The Tribunal found Dr Williams was not guilty of conduct unbecoming a medical practitioner which reflects adversely on his fitness to practice medicine.

The Tribunal, when considering particular 1, was not satisfied that the results obtained on gastroscopy and from the biopsy were "at variance" with the symptoms presented and described by the patient. It considered the medical evidence was not sufficient to impugn Dr William's initial diagnosis, or his decision to try the patient on a 4 week trial of Losec.

The Tribunal for the reasons above found particular 2 was also not proven. The period of the therapeutic trial was within the parameters of accepted clinical practice.

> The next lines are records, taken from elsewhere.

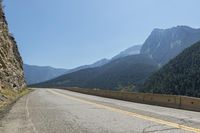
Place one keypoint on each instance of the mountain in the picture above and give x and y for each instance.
(37, 74)
(165, 44)
(126, 71)
(130, 51)
(181, 76)
(96, 64)
(11, 70)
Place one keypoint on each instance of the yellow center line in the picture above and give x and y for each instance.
(148, 118)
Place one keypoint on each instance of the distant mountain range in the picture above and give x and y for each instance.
(164, 44)
(181, 76)
(126, 71)
(134, 50)
(47, 73)
(37, 74)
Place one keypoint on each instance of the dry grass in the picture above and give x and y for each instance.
(8, 96)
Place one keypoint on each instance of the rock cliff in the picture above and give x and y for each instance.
(11, 65)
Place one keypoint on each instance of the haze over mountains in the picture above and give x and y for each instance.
(163, 45)
(47, 73)
(123, 72)
(181, 76)
(130, 71)
(37, 74)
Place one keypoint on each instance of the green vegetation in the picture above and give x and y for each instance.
(7, 96)
(181, 76)
(127, 71)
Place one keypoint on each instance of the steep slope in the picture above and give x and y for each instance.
(11, 65)
(163, 45)
(37, 74)
(129, 51)
(130, 70)
(181, 76)
(96, 64)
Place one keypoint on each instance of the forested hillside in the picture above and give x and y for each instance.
(127, 71)
(181, 76)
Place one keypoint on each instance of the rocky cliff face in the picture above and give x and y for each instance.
(165, 44)
(11, 65)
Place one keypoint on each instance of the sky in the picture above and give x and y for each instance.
(70, 33)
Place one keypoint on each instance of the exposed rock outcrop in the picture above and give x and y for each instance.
(11, 65)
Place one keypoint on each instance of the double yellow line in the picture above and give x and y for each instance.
(132, 114)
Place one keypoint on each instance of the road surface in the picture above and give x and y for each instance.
(61, 111)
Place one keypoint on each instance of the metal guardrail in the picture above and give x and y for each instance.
(173, 101)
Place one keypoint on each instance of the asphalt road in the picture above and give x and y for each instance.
(61, 111)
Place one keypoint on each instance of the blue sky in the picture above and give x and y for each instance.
(70, 33)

Dr Williams admitted particulars 3 and 4. The Tribunal was satisfied that Dr Williams did put in place a system for monitoring the patient's care at least at the outset. Clearly there was no follow-up or review of the patient's condition at the conclusion of the four week therapeutic trial. Dr Williams admitted he failed to contact the specialist, despite undertaking to do so, and that he allowed all contact with and treatment of the patient to lapse.

The Tribunal when considering particular 5 accepted that the patient and his wife did experience difficulties contacting Dr Williams on three occasions. It considered his failure to attend more promptly to the matter of the Special Authority Application form was unacceptable. However, it was not satisfied in the circumstances that Dr Williams' conduct in this regard constituted conduct unbecoming which reflects adversely on Dr Williams' fitness to practice medicine. As with particulars 3 and 4, Dr Williams admitted his failure to contact the patient at the conclusion of the therapeutic trial.

The Tribunal considered the analysis in CAC v Edwards (97/1) particularly apt. In that case the Tribunal referred to the requirement that "there be 'something more' than mere error or omission, indicating lack of professional care and skill which reflects adversely on the practitioner's fitness to practice medicine". Dr Williams made an error in forgetting his undertaking to the patient to discuss his case with the specialist and to report back to him. The Tribunal found this omission occurred in circumstances where Dr Williams had almost no opportunity to remedy the oversight as the patient returned to his GP and was referred to another specialist Dr Williams did not have the opportunity to put matters right and to review the patients case. The Tribunal found that Dr Williams' omission did not constitute conduct warranting sanction. The Tribunal was influenced by the fact that Dr Williams clinical care of the patient was not significantly criticised by clinicians giving evidence at the hearing. The Tribunal also acknowledged Dr Williams's prompt acknowledgement of his error, his apology to the patient's wife as soon as he was advised of the complaint, and steps he had taken to ensure the error did not happen again.